Per chi vive al Sud, ma soprattutto nel territorio partenopeo, l'andare a prendere un caffè non equivale necessariamente a berne una tazza. Il caffè può diventare una birra, un aperitivo, un sandwich. E' un modo per intrattenersi tra una chiacchiera e l'altra quando si è in compagnia, l'unico che conosco per svegliarmi. "Sì ma l'English breakfast è più ricca". Per voi, finti radical chic, forse. Dite quello che volete ma, al mattino ci vuole caffeina. Caffeina vera, non acqua colorata di marrone, che poi, è un marrone manco tanto scuro. Non pancetta e uova, con quella ci faccio la carbonara per pranzo. Provatelo a spiegare alla nonna terrona. Vi guarderà con due occhi spalancati e magari vi dirà: "Bevi prima il latte con il caffè, mangia due fette biscottate, una fetta di panettone, questo te lo porti, se ti viene fame dopo, prima di pranzo".

Famiglie allargate.
Sembra quasi di vivere nella soap opera Beautiful, ma quello delle famiglie allargate è un dato che ci contraddistingue. La figlia della tua migliore amica diventerà tua nipote, pur non avendo con lei alcuna familiarità, amici di famiglia diventeranno i tuoi zii, il fidanzato di tua sorella diventerà il fratello maschio che non hai mai avuto, i tuoi amici saranno fratelli acquisiti, che chiameranno tua madre per nome e seguiranno in salotto il campionato di calcio con tuo padre. Quello che è mio, diventa anche tuo. Tutti una grande famiglia, ma nulla di perverso alla Brooke Logan. 

Mare.
Spostandoci in grandi metropoli, ci illuderemo di aver scoperto di essere affetti da metereopatia. Ci ammaliamo per il clima uggioso, per la pioggia, il vento e l'umidità. Non saremo metereopatici. Quella è mancanza di mare. Ogni tanto, lo ammetto, spero di girare l'angolo e di ritrovarmi su di un bagnoasciuga. Ogni tanto avremo il desiderio di vederlo, solo per gettarvi i pensieri che sembra svaniscano, per essere al cospetto di qualcosa che nonostante dicano sia infinito, non ci farà mai paura.

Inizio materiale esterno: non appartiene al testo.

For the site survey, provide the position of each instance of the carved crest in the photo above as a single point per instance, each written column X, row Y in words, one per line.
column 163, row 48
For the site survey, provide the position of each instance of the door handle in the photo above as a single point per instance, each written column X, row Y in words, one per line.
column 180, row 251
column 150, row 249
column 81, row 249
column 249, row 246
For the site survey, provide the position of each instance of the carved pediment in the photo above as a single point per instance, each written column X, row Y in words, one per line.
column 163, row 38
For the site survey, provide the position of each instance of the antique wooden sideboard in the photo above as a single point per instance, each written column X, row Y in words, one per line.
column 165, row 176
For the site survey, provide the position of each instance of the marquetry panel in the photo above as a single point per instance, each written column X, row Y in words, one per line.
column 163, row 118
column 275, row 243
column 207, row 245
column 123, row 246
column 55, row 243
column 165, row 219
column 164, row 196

Mi chiamo Antonia, dicono di me che sono una brava ragazza. Mi manca la parmigiana di melanzane preperata con cura da mia nonna. Al mattino, per svegliarmi, bevo un espresso, di quelli belli forti. Ho un cognato-fratello, amiche-sorelle, amici di famiglia che chiamo zio e zia. Mi manca il mare, il suo profumo, la brezza che inumidisce la mia pelle. Sono una terrona, ma non amo gli orologi da braccio, per questa ragione non li indosso.